XSVLen: The XSVLen workflow requires Python3, Minimap2, Nextflow, and R >=3.5.0. As demonstrated in Figure 10, XSVLen takes as input a haplotype-resolved de novo assembly, and a VCF file (generated by cuteSV ⁴² or sniffles ¹⁰) of variants including only insertion and deletion calls. For each insertion or deletion call within the vcf file, a modified reference genome is generated. This modified reference will contain a 1.5kb flanking sequence that either has the sequence removed if a deletion call, or the alternate sequence added between the flanking sequences if an insertion call. The resulting ‘query’ sequences are then mapped using minimap2 to both haplotypes. Each aligned query gives rise to a map of aligned bases P={(q ₁,t ₁), … , (q _n,t _n)}. To score each variant call, we find two indexes i, j. These index the end of the prefix, and beginning of the suffix in the query. When the call is valid, (P [j][0] - P [i][0]) - (P [j][ 1] - P [j][0]) is equal to 0. To account for differences in alignment, we iteratively search for an (i ^opt, j ^opt) combination, with i ^opt ≤ i and j ≤ j ^opt that gives the smallest difference. Variants are reported as valid if the difference is less than 10 bases or the intervals defined between P [i ^opt] and P [j ^opt] are within 95% length in either haplotype. A summary report is then produced using an R script.

Use Cases

nibSV:

We benchmarked nibSV over the GIAB HG002 SV call set. ⁶⁵ In summary, this call set was created using multiple long and short read technologies and underwent manual validation across multiple groups to ensure an overall high quality and accuracy. Using an Illumina data set from (2x250 GIAB HG002) we benchmarked true positives (i.e. SV that should be present), false positives (i.e. parental only SV that should not be present in the proband HG002), and false negatives (i.e. SV that should be present in HG002 but were not found). Using only chr 22 from HG002, nibSV with a kmer size of 23 takes around 2-4 minutes on a single thread with a 80gb bam file and the provided VCF file. We assessed our recall at different k-mer sizes which increases with the kmer size. For example, k=21 (2min 3sec) achieves 0.59 recall with a precision of 0.83. Interestingly, for insertions the recall rate increases to 0.86 with a precision of 0.86.

CNV2SV:

Figure 11a shows the best links (based on the alignment identity score) between CNVs identified by CNVnator and duplication SVs inferred from the dipcall alignment of CHM13 and GRCh38. The genomic areas surrounding four selected adjacent duplication events are further highlighted using dot plots, revealing the architecture of the corresponding variation in the context of the genome-genome alignment. In Figure 11b, all CNV-SV links meeting a default alignment identity threshold are shown, further revealing events corresponding to putative copy number increases of greater than two. We further explored the reason why some CNV and SV could not be linked, through statistical analysis of the raw SV calls as shown in Figure 12.

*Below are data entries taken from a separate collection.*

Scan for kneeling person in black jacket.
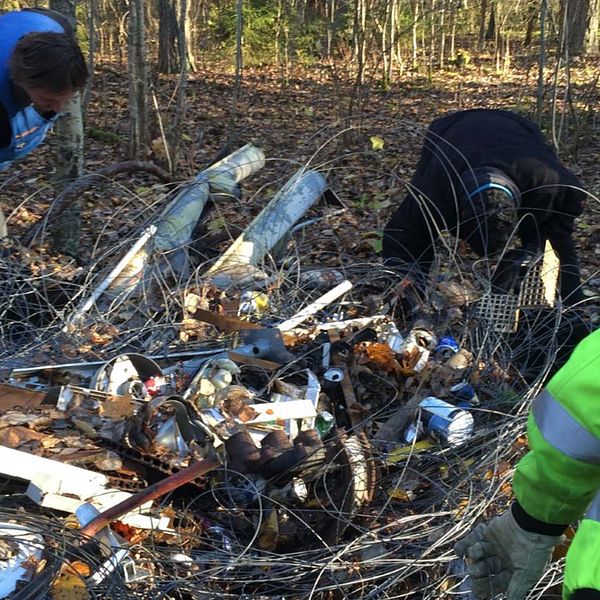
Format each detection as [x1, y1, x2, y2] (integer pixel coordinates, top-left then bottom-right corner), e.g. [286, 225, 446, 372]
[383, 109, 586, 304]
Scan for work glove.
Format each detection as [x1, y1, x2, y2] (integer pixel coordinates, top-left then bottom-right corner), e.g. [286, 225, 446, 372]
[454, 510, 563, 600]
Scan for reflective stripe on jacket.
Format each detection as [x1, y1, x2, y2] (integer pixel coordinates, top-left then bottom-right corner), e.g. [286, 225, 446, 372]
[513, 330, 600, 524]
[513, 329, 600, 599]
[563, 493, 600, 600]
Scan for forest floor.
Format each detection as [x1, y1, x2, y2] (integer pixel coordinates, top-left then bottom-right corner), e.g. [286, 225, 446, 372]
[0, 57, 600, 600]
[0, 51, 600, 286]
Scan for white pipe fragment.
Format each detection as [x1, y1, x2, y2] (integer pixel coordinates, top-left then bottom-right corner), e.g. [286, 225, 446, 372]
[154, 144, 265, 252]
[208, 169, 327, 286]
[63, 225, 156, 331]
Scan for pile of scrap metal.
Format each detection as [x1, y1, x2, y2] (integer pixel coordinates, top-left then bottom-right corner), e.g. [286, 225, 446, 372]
[0, 146, 552, 599]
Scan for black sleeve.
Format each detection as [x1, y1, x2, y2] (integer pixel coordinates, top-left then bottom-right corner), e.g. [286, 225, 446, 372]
[510, 500, 569, 535]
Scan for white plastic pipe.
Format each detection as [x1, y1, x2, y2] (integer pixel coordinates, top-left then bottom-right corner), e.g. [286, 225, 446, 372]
[277, 279, 352, 332]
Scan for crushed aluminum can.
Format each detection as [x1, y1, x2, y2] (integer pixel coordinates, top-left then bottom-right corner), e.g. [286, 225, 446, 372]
[300, 269, 346, 288]
[434, 335, 460, 360]
[238, 291, 270, 317]
[419, 396, 474, 448]
[399, 325, 438, 375]
[402, 421, 425, 444]
[323, 367, 344, 383]
[315, 410, 335, 438]
[405, 325, 438, 352]
[450, 381, 480, 408]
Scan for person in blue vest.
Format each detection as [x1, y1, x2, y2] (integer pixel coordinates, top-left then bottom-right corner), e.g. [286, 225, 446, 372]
[0, 9, 88, 235]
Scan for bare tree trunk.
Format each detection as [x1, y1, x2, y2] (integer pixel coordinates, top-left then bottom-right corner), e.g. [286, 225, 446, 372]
[477, 0, 487, 52]
[535, 0, 548, 122]
[561, 0, 600, 56]
[439, 0, 447, 69]
[411, 0, 420, 69]
[82, 0, 98, 121]
[325, 0, 336, 59]
[50, 0, 84, 256]
[170, 0, 188, 175]
[127, 0, 149, 158]
[386, 0, 398, 83]
[158, 0, 181, 73]
[231, 0, 244, 127]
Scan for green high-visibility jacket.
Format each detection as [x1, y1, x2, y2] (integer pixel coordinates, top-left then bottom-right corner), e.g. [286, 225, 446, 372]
[513, 329, 600, 599]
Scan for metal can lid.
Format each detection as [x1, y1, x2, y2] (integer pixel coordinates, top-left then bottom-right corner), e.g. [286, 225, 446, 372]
[446, 410, 475, 447]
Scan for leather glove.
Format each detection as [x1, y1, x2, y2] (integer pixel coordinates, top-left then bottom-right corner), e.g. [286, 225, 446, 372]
[454, 510, 563, 600]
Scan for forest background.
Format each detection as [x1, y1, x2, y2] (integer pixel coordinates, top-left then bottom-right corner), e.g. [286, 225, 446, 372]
[0, 0, 600, 289]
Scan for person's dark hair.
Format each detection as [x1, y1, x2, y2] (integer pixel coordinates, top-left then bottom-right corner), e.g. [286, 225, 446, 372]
[10, 31, 88, 92]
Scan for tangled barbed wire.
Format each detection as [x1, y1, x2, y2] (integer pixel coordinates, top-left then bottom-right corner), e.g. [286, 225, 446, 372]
[0, 124, 595, 600]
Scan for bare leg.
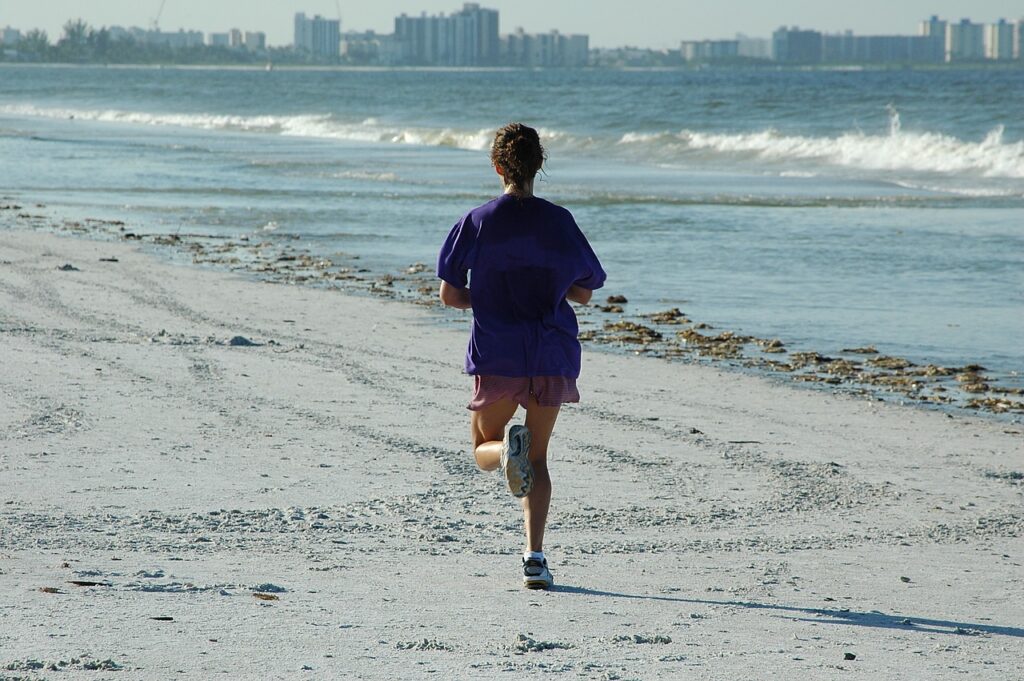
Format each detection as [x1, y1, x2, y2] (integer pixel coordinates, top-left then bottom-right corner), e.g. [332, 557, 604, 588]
[470, 399, 520, 471]
[520, 395, 560, 551]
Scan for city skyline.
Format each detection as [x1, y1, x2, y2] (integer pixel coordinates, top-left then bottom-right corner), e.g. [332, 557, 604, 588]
[0, 0, 1024, 49]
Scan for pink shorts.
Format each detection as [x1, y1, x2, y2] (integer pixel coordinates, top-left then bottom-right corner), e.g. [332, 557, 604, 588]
[467, 376, 580, 412]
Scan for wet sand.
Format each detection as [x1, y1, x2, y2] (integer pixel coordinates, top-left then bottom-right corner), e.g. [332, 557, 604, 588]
[0, 230, 1024, 679]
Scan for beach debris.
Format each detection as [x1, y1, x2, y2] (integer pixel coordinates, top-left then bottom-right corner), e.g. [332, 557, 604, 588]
[512, 634, 572, 654]
[227, 336, 262, 347]
[867, 354, 913, 369]
[676, 327, 753, 358]
[984, 471, 1024, 482]
[394, 638, 453, 651]
[253, 582, 288, 594]
[135, 569, 166, 580]
[640, 307, 690, 324]
[611, 634, 672, 645]
[0, 655, 124, 678]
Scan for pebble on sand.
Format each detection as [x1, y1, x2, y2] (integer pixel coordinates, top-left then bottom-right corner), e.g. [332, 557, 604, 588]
[227, 336, 261, 347]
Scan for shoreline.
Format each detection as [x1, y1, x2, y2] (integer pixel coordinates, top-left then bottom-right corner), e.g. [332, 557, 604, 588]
[0, 230, 1024, 680]
[0, 197, 1024, 423]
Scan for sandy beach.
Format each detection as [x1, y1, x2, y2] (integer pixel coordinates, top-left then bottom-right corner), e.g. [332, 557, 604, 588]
[0, 230, 1024, 680]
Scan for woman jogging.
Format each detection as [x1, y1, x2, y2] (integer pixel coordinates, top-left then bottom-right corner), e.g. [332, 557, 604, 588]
[437, 123, 605, 589]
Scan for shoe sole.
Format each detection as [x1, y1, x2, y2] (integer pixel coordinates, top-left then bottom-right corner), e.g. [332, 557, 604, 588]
[503, 426, 534, 499]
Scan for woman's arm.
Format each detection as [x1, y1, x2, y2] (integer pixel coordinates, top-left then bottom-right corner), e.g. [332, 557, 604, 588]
[565, 284, 594, 305]
[437, 280, 473, 309]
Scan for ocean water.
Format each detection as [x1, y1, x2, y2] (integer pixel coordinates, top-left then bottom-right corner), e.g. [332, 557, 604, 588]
[0, 67, 1024, 382]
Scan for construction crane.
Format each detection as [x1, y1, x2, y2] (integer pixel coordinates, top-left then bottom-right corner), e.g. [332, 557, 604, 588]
[153, 0, 167, 31]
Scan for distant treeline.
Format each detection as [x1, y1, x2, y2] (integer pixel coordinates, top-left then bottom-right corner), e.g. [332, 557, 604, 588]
[0, 19, 316, 65]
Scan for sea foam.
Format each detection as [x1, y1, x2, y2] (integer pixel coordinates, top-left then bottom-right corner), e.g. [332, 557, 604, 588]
[8, 100, 1024, 179]
[618, 113, 1024, 178]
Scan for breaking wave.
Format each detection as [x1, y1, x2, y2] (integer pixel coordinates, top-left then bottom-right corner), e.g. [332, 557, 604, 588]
[8, 104, 1024, 179]
[618, 112, 1024, 178]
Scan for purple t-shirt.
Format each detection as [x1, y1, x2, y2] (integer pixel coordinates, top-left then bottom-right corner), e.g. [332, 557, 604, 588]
[437, 195, 605, 378]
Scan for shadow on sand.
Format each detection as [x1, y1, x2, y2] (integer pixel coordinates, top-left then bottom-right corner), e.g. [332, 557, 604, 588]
[551, 585, 1024, 638]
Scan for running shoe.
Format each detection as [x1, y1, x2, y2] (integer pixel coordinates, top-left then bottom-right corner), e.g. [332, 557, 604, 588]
[522, 558, 555, 590]
[502, 426, 534, 499]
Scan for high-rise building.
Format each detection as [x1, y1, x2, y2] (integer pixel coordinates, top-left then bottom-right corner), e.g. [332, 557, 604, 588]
[985, 18, 1016, 60]
[394, 2, 501, 67]
[772, 27, 823, 63]
[821, 31, 945, 63]
[244, 31, 266, 52]
[679, 40, 739, 61]
[500, 28, 590, 69]
[921, 14, 946, 41]
[946, 18, 985, 61]
[295, 12, 341, 60]
[0, 26, 22, 46]
[736, 33, 771, 59]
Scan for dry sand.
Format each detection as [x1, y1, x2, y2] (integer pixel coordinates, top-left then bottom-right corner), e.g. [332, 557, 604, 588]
[0, 231, 1024, 680]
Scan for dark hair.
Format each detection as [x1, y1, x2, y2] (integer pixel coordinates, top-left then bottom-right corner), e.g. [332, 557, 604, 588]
[490, 123, 547, 191]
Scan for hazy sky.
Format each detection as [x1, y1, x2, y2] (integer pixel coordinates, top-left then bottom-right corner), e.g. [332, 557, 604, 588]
[0, 0, 1024, 47]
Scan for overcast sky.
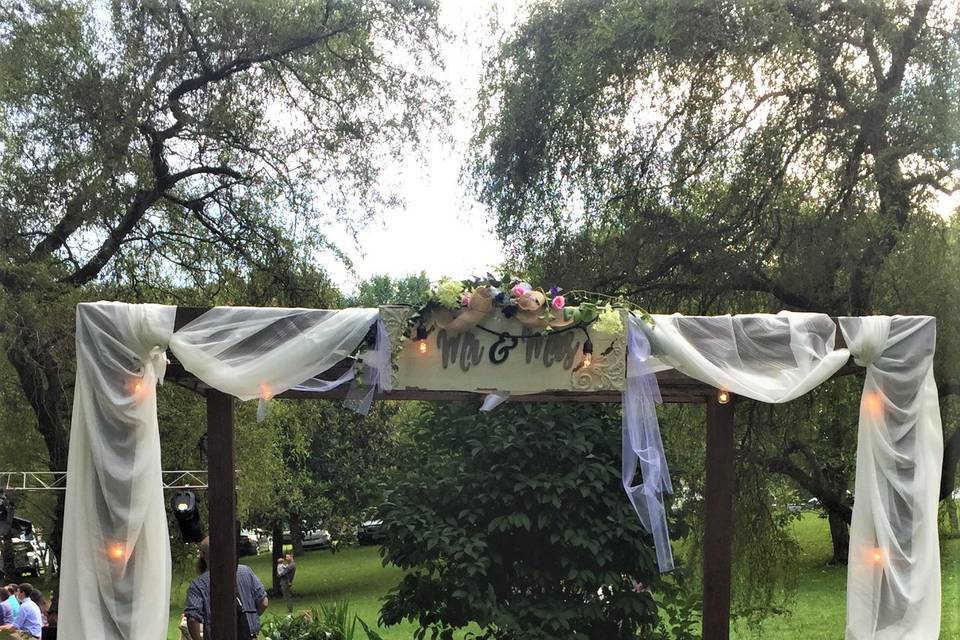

Figure 12. — In terms of linkage statistics, the majority of the CNVs identified have not been linked to a SV event, as indicated by A. One of the main reasons for the unsuccessful linking is the length disparity between the called CNV events and SV events as shown in B. Overall, among linked CNV and SV events, the distribution of three major categories are shown in C: adjacent events, distant events, and events spanning multiple chromosomes. Distant events are called in the case when the linked SV is at least 1Kbp away from the CNV call (either upstream or downstream). Details of the distribution of the adjacent and distant events per CNV call are given in D and E shows that alignment quality is better for adjacent matches when compared to more distant SV matches. While most links for a single CNV event are unanimously distant or adjacent, we observed an event in which a CNV was linked to both an adjacent and a distant SV which occurs on chromosome 7 ( F: adjacent: chr7:100997804 length 8325 and distant: chr7:100994092 length 3249).

CoronaSV: We processed more than 200 SARS-CoV-2 SRA runs with CoronaSV, and Figure 13 shows the high confidence SVs generated with SURVIVOR ⁵⁶ by taking a majority vote across multiple SV callers. We also looked for shared SVs across multiple samples. There were only a few inversions identified that were consistently and reliably called between samples. The inversions are likely related to the transcriptional landscape of SARS-CoV-2. ⁶⁶ These inversions are small (less than 1Kb), and five of them were found in ORF1ab and one on ORF M.

CleanSV: We investigated filtering SV calls using both the curated reference set and a high-quality panel of normals (PON). The PON was created using GRIDSS calls from 3,782 normal samples freshly-sequenced at a median depth of 38x by the Hartwig Medical Foundation. ^50,
51 Using this PON consisting of GRIDSS calls from 3,792 freshly-sequenced normal WGS samples, we explored how the percentage of calls from short-read SV callers which were incorrectly labeled as true somatic calls, either due to being algorithmic artifacts or germline calls. Our results show the promise of such an approach. ( Figure 14). Note that this is not only a check for false positives: we know a priori that many calls from somatic SV callers are mislabeled as somatic when they’re actually germline. This is a known algorithmic error: SVs are normally first called in the normal sample and labeled as “germline”, and then the resulting SVs called using the tumor sample (separately or jointly with against the normal) are labeled as “somatic”. While such an approach is common for short-read SV callers, this frequently leads to mislabeled results, often for the simple reason that the normal sample is sequenced at a much lower coverage than the tumor sample.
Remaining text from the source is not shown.